To live in a naturally beautiful place that is being destroyed by the selfish designs of human beings is a great dilemma when you are a part of the very society that has led to the outcome. To understand yet to be helpless about this is paralyzing until you realize that the effort you bring about to change may add more to complexity rather than solving it. The answer is also not in ignoring it.
How do we find a perfect balance to solving a problem without creating a new one? Or should ideas be executed despite the consequences of the perpetual motion of creation and destruction? One good begets another good and the same cycle applies to the bad. The endless battle of good versus evil has been taught throughout the history of mankind and we still haven’t learned much from it, have we? Have we been selective in our lessons? That the reward of the good being long, testing, and uncertain but that of the evil being instant with a possibility of absolution? Are we conditioned to be good so evil can rule without much competition?

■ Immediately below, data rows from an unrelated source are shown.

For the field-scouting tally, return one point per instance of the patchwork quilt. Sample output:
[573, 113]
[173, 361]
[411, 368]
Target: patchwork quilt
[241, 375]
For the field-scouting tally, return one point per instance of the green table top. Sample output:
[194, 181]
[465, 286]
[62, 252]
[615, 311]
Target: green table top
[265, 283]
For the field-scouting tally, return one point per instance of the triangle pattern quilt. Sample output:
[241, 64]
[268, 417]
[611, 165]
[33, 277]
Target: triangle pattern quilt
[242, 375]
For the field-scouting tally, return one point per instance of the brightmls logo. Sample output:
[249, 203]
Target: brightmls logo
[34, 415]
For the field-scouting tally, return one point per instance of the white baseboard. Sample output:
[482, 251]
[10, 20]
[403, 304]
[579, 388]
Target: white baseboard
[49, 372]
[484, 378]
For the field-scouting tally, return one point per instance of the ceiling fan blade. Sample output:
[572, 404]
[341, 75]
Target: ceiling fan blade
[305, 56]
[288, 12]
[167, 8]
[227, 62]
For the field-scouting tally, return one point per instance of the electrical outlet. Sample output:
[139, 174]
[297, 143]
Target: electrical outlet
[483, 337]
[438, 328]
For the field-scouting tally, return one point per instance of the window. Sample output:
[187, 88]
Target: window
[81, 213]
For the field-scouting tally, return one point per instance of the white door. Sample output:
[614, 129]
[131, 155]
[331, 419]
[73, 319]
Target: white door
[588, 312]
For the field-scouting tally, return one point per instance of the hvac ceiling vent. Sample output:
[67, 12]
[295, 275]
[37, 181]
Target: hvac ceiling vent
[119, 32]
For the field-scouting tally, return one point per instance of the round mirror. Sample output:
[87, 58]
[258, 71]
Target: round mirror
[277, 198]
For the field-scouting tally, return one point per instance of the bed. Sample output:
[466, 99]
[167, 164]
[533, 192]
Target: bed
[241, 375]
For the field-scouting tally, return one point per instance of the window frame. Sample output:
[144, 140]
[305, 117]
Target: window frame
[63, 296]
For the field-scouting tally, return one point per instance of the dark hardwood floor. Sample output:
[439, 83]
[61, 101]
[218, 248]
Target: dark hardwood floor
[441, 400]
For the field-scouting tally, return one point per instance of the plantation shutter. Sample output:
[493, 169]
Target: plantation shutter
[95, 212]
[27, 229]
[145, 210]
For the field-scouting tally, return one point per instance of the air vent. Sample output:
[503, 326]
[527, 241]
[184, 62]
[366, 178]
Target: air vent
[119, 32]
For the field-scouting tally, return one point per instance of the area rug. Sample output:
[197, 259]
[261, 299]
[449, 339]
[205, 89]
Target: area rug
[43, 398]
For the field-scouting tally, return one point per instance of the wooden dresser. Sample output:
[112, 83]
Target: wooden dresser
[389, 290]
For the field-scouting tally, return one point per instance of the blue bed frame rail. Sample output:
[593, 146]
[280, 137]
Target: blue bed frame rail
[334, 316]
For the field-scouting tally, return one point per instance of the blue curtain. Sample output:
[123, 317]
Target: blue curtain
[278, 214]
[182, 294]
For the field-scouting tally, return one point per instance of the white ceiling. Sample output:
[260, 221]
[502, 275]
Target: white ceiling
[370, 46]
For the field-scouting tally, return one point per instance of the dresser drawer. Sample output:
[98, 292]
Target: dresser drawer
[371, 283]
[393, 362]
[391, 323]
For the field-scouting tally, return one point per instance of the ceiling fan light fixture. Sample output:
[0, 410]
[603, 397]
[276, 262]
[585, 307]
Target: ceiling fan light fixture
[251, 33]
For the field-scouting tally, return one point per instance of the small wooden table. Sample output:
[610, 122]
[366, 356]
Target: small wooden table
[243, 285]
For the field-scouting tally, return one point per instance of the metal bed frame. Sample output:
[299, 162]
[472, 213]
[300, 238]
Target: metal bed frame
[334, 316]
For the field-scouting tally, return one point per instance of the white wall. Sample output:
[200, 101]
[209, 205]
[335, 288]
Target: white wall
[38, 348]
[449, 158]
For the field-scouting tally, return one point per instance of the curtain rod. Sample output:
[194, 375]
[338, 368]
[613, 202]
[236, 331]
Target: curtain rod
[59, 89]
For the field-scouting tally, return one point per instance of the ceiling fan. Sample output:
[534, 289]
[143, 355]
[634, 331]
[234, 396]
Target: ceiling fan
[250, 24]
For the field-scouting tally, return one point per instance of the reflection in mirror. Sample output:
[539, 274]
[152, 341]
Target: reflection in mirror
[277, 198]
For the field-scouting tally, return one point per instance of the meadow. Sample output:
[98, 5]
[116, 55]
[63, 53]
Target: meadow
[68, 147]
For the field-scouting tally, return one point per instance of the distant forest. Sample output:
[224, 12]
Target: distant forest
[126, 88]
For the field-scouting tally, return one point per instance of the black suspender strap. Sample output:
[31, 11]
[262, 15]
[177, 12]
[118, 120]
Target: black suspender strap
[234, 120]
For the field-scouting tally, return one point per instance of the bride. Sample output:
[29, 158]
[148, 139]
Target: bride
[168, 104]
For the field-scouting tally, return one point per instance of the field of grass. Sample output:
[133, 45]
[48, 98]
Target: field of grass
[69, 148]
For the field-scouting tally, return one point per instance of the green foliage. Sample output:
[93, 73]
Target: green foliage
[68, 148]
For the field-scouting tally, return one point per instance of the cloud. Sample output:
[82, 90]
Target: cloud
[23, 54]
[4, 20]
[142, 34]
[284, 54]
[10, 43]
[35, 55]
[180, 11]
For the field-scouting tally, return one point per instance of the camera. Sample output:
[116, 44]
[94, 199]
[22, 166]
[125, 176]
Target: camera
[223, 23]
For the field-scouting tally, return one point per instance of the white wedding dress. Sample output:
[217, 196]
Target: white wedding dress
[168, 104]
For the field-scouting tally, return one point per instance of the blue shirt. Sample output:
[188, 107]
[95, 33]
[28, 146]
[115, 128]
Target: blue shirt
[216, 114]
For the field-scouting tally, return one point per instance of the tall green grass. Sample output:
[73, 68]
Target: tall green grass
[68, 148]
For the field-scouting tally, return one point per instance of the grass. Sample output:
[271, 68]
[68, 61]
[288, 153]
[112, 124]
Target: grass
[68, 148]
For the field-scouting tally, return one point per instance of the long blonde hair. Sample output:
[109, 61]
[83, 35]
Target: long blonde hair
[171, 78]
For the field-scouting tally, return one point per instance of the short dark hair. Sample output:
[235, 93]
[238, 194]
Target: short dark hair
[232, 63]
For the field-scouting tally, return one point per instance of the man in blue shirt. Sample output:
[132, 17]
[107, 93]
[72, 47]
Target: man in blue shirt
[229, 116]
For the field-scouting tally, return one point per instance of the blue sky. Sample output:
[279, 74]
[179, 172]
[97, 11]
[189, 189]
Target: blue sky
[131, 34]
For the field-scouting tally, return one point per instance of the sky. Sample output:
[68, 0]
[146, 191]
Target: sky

Nature is being vandalized for the comforts of men of the wealthier kind and yet the seasonal punishment due to natural calamities and weather is hell-bent to make the sufferings of the poor the worst. The elites seem to guide the poor for their own credentials rather than the betterment of the deprived, generally speaking. Oh yes, sure, good works are being done and the awards are being handed out. The audience and the poor clap together. Yet another achievement!
Then there is the corrupt man, whose conscience is ruthless. No age will change the nature of a corrupt man. No boundary is impregnable to satiate his hunger for power.
Ironically, the modern world mocks the primitive man who exists in his bare simplicity and cannot comprehend the progress of artificial intelligence in the nuclear era. This primitive man manures the earth, fodders his cattle, pacifies his ancestors and gods, invokes all the divinities, and offers his harvest while placing his unwavering faith in nature, to whom he obliges his existence.
The contemporary world ignores the nomads who choose to shift rather than build a formidable dwelling system against the natural order of all things seasonal. Not for lack of ingenuity, but for a great deal of reverence for nature. A tradition that had successfully secured many a thousand years of sustainability. All to be undermined by less than half a century of rabid patronization of earth-abusing machines and farming technologies to cater to the demands of the growing billions.
Let us reminisce, lest we forget the years when the numbers didn’t seem so imposing, the walk not so tedious, the foods that only came from the skies and earth, the comforts that didn’t know the demands; the hard work of the father, the love of the mother and the abundance of faith.